Despite the previously discussed rule that a column can have only one data type and logically accept only that type, there is a value that all columns can be defined as, no matter what their data type. This is the value a column is set to when you use the SQL keyword NULL. Essentially, NULL has no data value, so it is not considered a type; it is a system value that indicates to the database that the field it is located within contains no value. The only exception to the rule that any column can contain a NULL is when the NOT NULL constraint is specified for a column.

NULL is often used in places where a value is optional. It can be a convenient way of omitting data without having to resort to strange or arbitrary conventions, such as storing negative values in an integer field to represent omitted data. While your system requirements may change over time, the connotation of NULL is always NULL.

NULL can be thought of as a meta-value: a value that represents a lack of a value , which will never be equivalent to a non-NULL value. One problem often encountered when working with NULL values is that they are easily confused with empty character strings, which return a blank value to the client when selected. The reason this can be confusing is that NULL values also return a blank value when selected; however, they are completely different than empty character strings and this must be understood in order to avoid creating faulty queries or code. A character string column that contains a blank value still contains a string of characters, though the characters that compose the string are blank; thus, there is still a value in the column. A NULL value represents the complete absence of value within the column, not that it is merely blank.

This is an important distinction, as the rules for SQL operations involving the NULL value are quite different than the rules for operations involving empty string values. This internal distinction is especially important in reference to joins , which are discussed in Chapter 4.

The return of both NULL and empty values is shown in Example 3-15, which retrieves a set of five books from the books table. The first SELECT query shows that there appear to be two books which have been inserted without titles. Upon successive querying, however, it becomes clear that while neither have visible titles, one of the books has an empty value for its title (id 100), while the other has a NULL value.

Example 3-15. Observing NULL values

booktown=# 
SELECT id, title FROM books;

  id  |        title
------+---------------------
 7808 | The Shining
  156 | The Tell-Tale Heart
 4513 | Dune
  100 |
  101 |
(5 rows)

booktown=# 
SELECT id, title FROM books WHERE title = '';

 id  | title
-----+-------
 100 |
(1 row)

booktown=# 
SELECT id, title FROM books WHERE title IS NULL;

 id  | title
-----+-------
 101 |
(1 row)

Example 3-16 demonstrates a more practical (and likely) use of NULL in a table called editions, which relates a book's ISBN number to its publication date.
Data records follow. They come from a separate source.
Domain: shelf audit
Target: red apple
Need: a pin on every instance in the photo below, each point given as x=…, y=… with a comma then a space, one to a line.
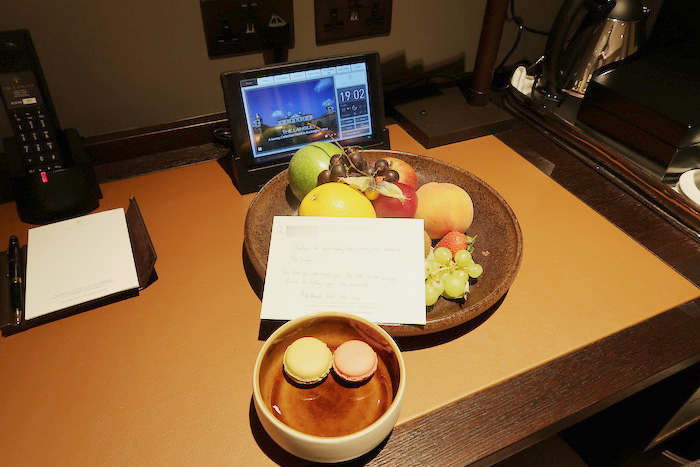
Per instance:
x=386, y=206
x=406, y=173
Example 3-16. Using NULL values

booktown=# 
SELECT isbn, publication FROM editions;

    isbn    | publication
------------+-------------
 039480001X | 1957-03-01
 0394800753 | 1949-03-01
 0385121679 |
(3 rows)

booktown=# 
SELECT isbn, publication FROM editions WHERE publication IS NULL;

    isbn    | publication
------------+-------------
 0385121679 |
(1 row)

NULL might be used in this manner in order to represent books with editions that are not yet published, or for books whose publication date was unknown when entered into the database. It could be misleading to supply some arbitrarily illogical date for a book fitting either of these criteria, and in both cases, NULL makes sense as a solution.